During an interview with Chinese media, Chen clearly expressed his intent to "take advantage of Taiwan's strengths" and close the 20-year gap between the Chinese and Taiwanese industries within three years by capitalizing on Taiwanese design, and R&D capabilities. Initially, efforts will focus on procurement and the quest for talented personnel.

Taiwanese Talent Working from Own Doorsteps

Although Yonglida has managed to bring on several Taiwanese engineers, most are unwilling to work in China. Once Taiwan opened the doors to Chinese investment capital last year, Yonglida moved to invest on this side of the strait, choosing Taichung as the site for its joint venture with a Taiwanese firm in the same industry.

The joint venture avoided frontline battle zones like Taichung Industrial Park and the Precision Machinery R&D Park, instead surreptitiously moving into a location on the east side of the Meichuan area along Meichuan East Rd. in Beitun District, thus symbolizing the company's eastward expansion.
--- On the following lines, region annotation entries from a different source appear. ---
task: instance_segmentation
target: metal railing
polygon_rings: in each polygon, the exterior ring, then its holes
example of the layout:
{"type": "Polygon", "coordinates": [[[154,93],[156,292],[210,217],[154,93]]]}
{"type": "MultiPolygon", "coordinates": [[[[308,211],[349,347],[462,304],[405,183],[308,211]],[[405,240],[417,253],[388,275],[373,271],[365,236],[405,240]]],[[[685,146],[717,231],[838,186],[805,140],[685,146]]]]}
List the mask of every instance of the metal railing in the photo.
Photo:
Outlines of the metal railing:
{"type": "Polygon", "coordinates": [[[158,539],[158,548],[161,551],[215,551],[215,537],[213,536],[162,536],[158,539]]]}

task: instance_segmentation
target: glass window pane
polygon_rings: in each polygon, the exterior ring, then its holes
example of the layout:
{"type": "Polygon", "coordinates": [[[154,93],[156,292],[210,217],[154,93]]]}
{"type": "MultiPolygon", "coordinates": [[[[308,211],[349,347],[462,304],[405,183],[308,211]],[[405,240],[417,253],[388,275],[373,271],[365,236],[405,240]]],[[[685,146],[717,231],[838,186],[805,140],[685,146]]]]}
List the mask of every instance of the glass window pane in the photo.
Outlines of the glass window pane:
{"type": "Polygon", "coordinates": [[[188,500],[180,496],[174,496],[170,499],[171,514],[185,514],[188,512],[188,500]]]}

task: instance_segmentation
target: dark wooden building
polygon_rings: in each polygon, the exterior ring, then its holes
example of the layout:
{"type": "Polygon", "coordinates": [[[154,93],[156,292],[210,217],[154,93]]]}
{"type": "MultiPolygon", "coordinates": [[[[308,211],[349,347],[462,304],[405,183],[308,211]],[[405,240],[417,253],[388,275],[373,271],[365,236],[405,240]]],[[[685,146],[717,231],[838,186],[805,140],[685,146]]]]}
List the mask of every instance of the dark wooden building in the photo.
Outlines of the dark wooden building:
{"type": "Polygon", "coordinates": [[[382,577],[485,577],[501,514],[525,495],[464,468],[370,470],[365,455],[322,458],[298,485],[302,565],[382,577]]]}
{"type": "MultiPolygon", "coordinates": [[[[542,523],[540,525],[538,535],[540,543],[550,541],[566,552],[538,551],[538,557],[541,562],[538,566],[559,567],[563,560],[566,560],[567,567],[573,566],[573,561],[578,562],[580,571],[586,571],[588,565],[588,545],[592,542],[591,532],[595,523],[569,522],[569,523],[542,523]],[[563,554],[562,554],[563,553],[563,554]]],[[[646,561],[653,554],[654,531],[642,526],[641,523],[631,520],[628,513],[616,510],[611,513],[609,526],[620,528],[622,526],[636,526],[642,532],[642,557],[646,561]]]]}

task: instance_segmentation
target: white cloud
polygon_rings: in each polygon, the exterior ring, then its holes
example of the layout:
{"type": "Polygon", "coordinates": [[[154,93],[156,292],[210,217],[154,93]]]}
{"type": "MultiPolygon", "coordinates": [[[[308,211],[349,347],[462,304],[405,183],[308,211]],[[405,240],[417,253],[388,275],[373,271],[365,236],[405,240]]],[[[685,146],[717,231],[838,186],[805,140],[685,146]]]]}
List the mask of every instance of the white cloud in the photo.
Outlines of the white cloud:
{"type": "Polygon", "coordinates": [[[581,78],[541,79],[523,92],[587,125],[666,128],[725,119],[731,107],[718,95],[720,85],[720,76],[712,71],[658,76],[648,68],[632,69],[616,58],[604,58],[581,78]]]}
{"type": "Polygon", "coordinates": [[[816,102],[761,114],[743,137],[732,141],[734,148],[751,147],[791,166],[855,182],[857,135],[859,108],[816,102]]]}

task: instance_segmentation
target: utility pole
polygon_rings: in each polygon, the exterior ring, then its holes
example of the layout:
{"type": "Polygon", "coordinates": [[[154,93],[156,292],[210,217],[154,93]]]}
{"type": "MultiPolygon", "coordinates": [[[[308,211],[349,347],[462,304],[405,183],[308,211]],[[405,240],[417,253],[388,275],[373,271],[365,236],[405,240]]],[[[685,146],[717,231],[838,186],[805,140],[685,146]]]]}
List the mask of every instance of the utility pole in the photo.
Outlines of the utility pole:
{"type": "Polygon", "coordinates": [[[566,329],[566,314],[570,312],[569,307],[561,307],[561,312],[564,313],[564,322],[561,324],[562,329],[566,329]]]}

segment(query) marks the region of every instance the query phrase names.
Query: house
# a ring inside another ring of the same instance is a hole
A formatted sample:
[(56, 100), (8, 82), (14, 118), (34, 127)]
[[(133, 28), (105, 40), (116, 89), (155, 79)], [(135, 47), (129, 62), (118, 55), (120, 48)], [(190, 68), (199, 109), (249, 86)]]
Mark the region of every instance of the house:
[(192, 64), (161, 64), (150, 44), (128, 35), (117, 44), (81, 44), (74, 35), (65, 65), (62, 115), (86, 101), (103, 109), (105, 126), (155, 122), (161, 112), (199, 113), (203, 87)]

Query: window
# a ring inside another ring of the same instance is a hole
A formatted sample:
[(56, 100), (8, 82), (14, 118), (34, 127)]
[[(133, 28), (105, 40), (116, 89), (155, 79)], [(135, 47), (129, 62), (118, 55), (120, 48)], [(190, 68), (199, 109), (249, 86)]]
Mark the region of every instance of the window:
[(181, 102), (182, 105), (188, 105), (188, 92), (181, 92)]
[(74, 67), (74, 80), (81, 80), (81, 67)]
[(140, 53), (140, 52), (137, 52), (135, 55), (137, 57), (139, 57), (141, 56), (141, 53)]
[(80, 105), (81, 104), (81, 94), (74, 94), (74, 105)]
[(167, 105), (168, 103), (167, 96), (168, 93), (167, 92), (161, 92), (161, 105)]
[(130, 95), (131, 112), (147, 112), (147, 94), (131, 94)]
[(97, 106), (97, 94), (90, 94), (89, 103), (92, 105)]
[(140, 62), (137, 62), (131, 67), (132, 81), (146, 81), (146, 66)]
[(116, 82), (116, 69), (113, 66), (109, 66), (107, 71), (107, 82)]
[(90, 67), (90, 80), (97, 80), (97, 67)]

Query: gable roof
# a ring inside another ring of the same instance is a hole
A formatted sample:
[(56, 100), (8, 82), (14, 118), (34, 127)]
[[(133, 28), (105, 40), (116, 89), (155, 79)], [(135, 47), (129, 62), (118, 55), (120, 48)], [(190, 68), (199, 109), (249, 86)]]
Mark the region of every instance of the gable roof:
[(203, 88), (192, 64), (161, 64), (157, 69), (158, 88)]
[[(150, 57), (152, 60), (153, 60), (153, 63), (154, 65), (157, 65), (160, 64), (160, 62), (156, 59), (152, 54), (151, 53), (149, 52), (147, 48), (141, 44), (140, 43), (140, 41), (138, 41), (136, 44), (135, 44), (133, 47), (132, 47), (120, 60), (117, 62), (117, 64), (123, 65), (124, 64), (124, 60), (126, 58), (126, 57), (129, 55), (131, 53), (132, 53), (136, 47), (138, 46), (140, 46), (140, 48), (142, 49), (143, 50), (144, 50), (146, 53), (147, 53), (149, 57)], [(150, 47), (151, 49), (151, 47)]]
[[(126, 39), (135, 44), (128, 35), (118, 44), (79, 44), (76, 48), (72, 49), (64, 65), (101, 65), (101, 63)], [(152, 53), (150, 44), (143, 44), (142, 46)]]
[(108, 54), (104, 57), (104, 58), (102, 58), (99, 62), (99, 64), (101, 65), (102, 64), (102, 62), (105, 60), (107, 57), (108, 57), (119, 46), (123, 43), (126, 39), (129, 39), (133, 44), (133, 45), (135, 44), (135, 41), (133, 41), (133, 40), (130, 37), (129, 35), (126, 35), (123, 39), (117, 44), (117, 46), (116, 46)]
Once its Taiwan joint venture had been established, Yonglida could "allow Taiwanese to work for us from their own doorsteps," Chen says.

Only three people can be observed at the tiny 20-ping (66 square-meter) office of the Chinese-invested company, located next to a residential block alongside a hair salon.
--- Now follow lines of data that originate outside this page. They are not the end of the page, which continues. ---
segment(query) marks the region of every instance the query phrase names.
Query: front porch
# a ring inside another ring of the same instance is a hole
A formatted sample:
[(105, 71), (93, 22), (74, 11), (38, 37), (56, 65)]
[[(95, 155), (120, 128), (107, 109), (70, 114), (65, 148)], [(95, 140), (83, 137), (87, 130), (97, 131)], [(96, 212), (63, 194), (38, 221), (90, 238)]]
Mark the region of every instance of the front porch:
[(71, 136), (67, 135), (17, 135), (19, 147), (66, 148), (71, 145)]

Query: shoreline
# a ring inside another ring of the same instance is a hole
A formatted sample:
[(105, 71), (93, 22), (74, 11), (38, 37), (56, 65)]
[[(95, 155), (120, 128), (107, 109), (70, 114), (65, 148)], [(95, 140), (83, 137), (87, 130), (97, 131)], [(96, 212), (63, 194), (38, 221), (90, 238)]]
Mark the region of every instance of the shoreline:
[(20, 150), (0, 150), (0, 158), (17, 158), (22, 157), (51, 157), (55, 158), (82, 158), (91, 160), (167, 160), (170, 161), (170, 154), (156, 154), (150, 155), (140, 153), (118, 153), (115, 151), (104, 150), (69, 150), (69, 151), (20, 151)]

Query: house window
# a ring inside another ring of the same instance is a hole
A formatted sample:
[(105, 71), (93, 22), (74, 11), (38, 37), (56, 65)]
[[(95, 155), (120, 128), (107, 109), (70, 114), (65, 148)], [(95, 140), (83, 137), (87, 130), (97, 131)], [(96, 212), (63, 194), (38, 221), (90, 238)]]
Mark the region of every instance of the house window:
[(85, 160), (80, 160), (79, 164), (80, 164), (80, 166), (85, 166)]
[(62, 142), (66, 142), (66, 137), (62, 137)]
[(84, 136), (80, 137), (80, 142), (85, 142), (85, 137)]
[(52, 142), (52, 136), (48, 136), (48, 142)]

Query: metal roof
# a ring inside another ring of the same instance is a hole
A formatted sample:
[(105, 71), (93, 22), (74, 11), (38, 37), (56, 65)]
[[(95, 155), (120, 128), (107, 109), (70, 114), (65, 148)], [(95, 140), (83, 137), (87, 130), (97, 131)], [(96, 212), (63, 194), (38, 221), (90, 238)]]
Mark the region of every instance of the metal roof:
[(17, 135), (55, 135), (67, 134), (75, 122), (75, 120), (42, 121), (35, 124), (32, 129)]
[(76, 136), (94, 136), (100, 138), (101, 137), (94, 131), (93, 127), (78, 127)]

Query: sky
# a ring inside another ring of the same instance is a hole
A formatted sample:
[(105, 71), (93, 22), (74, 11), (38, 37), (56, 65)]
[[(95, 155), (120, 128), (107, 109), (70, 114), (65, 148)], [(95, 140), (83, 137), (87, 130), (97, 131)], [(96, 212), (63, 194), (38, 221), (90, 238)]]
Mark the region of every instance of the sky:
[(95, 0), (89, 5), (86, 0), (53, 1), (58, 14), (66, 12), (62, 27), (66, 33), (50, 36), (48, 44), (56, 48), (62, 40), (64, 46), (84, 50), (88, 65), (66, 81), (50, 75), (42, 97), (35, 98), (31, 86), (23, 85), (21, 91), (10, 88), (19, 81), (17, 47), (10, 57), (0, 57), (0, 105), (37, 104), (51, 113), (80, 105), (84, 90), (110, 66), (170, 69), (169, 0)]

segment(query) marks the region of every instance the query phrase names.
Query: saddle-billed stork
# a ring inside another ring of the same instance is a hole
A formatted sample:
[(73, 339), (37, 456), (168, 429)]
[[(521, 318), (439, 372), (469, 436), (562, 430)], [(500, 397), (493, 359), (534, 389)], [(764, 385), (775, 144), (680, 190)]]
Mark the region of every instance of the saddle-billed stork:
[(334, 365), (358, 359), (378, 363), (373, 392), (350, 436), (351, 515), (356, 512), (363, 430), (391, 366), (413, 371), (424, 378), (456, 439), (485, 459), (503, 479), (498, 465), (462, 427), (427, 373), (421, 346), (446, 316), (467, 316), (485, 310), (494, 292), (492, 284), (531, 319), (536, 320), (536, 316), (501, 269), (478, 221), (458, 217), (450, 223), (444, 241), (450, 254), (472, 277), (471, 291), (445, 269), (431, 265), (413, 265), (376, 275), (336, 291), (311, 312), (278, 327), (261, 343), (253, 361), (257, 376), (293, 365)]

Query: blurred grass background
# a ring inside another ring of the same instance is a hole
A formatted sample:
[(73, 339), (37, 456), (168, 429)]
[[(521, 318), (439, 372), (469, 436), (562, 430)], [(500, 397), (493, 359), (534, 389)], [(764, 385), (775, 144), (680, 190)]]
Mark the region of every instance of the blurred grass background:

The Taiwanese office manager, surnamed Lin, showed obvious and considerable surprise when confronted by reporters, repeatedly asking us how we came to discover the involvement of Chinese capital and offering such tepid responses as "everything is still settling in" and "no comment" to our questions about the future role the Taiwanese company is to play.

But he was, after all, an amiable central Taiwanese and, after some persistence on our part, eventually allowed us entry for an interview.

Lin, nigh on a 30-year veteran of the industry, was introduced to Chen Sheng through clients, and just what form their mutual cooperation will take is still very much up in the air.

China's Big Players to Arrive Next Year

His own company located within the Taichung Industrial Park in Situn District, Taiwan Association of Machinery Industry chairman Hsu Hsiu Tsang was equally cagey in his responses to reporters' questions on the issue of Chinese capital entering Taiwan:

"(They're) already here? The truly major players have yet to arrive!"

The "major players" of whom Hsu speaks are Chinese state-owned companies mostly specializing in the manufacture of complete machines, such as Wuhan Wuzhong Group.

The shared language on the two sides of the Taiwan Strait makes after-sales service easier, Hsu says. When German companies sell equipment to China, it might be six months after the sale before company technicians show up for after-sales service, he says. With Taiwanese companies able provide on-site services inside of a week and costs just 60 to 70 percent of comparable Japanese or German products, Taiwanese companies are gradually becoming the driving force in the Chinese market.

Hsu went on to elaborate on where the best features of the Taiwanese value chain lie. The machinery industry chain that has gradually taken form over the last 30 years in Taiwan in congenial central Taiwan has come to resemble the mentor-protégé system in the Japanese industry. Employee loyalty is high and communication easy amidst long-term cooperation among satellite plants and makers of finished machines.

Hsu believes China's machinery industry investments in Taiwan are motivated by a desire to poach Taiwan's precision machinery workforce, learn from Taiwan's high-efficiency mode of production, and integrate and utilize Taiwan's supply chain to change the face of the industrial culture in China and establish a supply chain of their own. The entry of Chinese capital into Taiwan this year is merely laying the groundwork. The real crucial time will come when the state-owned enterprises begin to arrive, which may very well be next year, Hsu says.